Plus le temps passe, plus le souvenir de feu Boubacar Kanté s’efface. Pour la simple raison que pratiquement rien n’évoque aujourd’hui son souvenir. Aucune place publique ne porte son nom, aucun établissement public, et faute de musée du sport, la génération actuelle n’a aucun repère pour lire dans le passé du sport national.
Nous vivons l’an 20 de la disparition tragique d’un as du micro doublé d’un promoteur de la musique guinéenne. Feu Boubacar Kanté aura été la fierté du pays au plan sportif et musical. Pour s’en convaincre, nous reprenons ci-après les hommages de confrères Ivoiriens, qui ont collaboré avec le défunt durant son long exil en Côte d’Ivoire.
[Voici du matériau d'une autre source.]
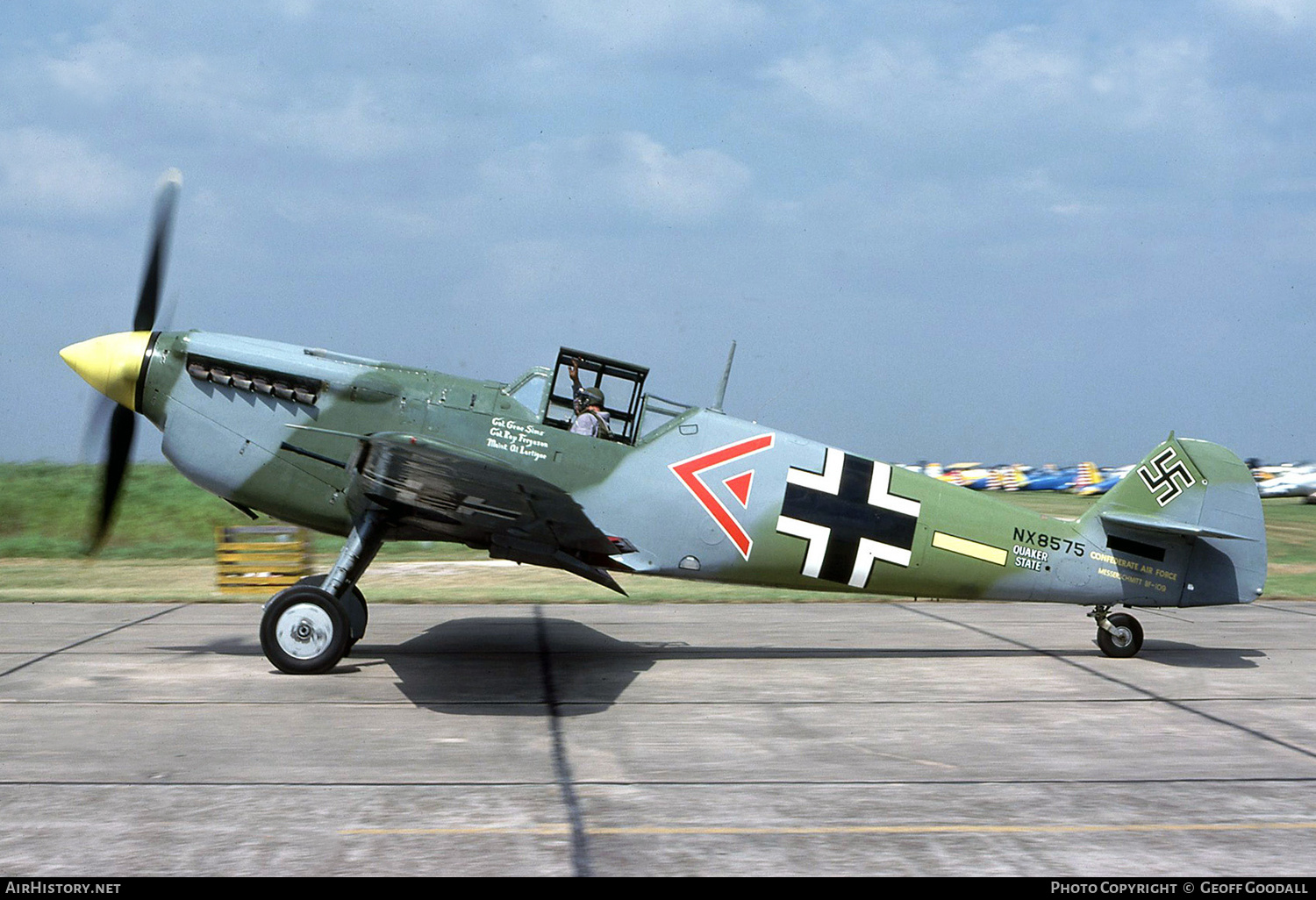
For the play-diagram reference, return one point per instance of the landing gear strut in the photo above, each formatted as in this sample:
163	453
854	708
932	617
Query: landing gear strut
305	629
1119	634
On relèvera entre autres ‘’… les auditeurs se trouvent privés de grandes voix qui les faisaient rêver. Kanté Boubacar alias « Bouba », Jean Louis Farrah Touré dit « Loulou », Jean Baptiste Kacou Bi, Emmanuel Koffi, Brou Konan Bertin « KKB », Mohamed Fofana Darra, Rash N’guessan Kouassi… . Des reporters sportifs qui ont fait leur temps. Et marqué, à jamais, les auditeurs sportifs sur Radio Côte d’Ivoire. Des journalistes qui avaient l’amour et surtout la passion du métier de journaliste sportif. Ils en avaient certes la qualité mais ils se donnaient les moyens de l’exercer. En fouinant, en se documentant, en se formant. Une génération qui a fait rêver les auditeurs, même dans les contrées les plus reculées du pays. Parmi eux, des génies du micro comme Kanté Boubacar (qui n’est plus) et Jean Louis Farrah Touré (aujourd’hui à l’Afp) crevaient, à eux seuls, l’écran. Mêmes présents sur les stades, des auditeurs, ne pouvaient se passer de leurs commentaires….’’ Un témoignage qui se passe de commentaires. La génération actuelle de journalistes sportifs devrait longuement méditer sur le parcours de nos devanciers. Et s’en inspirer.
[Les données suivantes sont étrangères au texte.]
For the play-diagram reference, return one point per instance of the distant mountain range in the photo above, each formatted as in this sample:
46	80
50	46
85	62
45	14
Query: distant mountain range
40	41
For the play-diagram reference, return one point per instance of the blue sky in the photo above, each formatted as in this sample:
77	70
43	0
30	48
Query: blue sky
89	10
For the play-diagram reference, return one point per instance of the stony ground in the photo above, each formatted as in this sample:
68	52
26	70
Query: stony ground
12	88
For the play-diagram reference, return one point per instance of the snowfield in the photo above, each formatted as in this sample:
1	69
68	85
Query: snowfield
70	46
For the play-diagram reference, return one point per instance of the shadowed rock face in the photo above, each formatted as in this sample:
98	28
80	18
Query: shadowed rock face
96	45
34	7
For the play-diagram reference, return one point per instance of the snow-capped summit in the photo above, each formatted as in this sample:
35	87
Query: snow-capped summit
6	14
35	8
En évoquant la carrière de Boubacar Kanté, on se focalise beaucoup plus sur son parcours de journaliste sportif, alors que dans les années soixante-dix, il a largement œuvré à l’essor de la musique guinéenne. A la tête de l’ex société nationale de pressage, de production et de distribution discographique Syliphone, Kanté s’est investi pour la promotion de notre musique moderne.
Moussa Mara journaliste animateur de la radio nationale, qui nous a quittés le 25 juin 2008, avait réussi au cours d’une de ses émissions à recueillir le point de vue de Kanté alors en séjour à Dakar. Avec son franc parler et sa vaste culture, Kanté est resté égal à lui-même. En substance, voici l’essentiel de son intervention au sujet de la musique guinéenne ‘’…Tout est question de réussite, de managariat, et puis aussi d’argent. Il faut que les gens sachent qu’il faille aller à l’étranger écouter les autres musiques et voir les grands concerts. On doit comprendre que les sons se font à Paris malheureusement aujourd’hui, aussi à Londres et aux Etats-Unis. Là-bas vous ne serez pas avec votre orchestre, seulement avec une ossature de gens qu’on appelle les requins de studio pour vos disques, et puis ensuite pour les shows, selon votre personnalité musicale plus votre stature de musicien, vous aurez des musiciens professionnels.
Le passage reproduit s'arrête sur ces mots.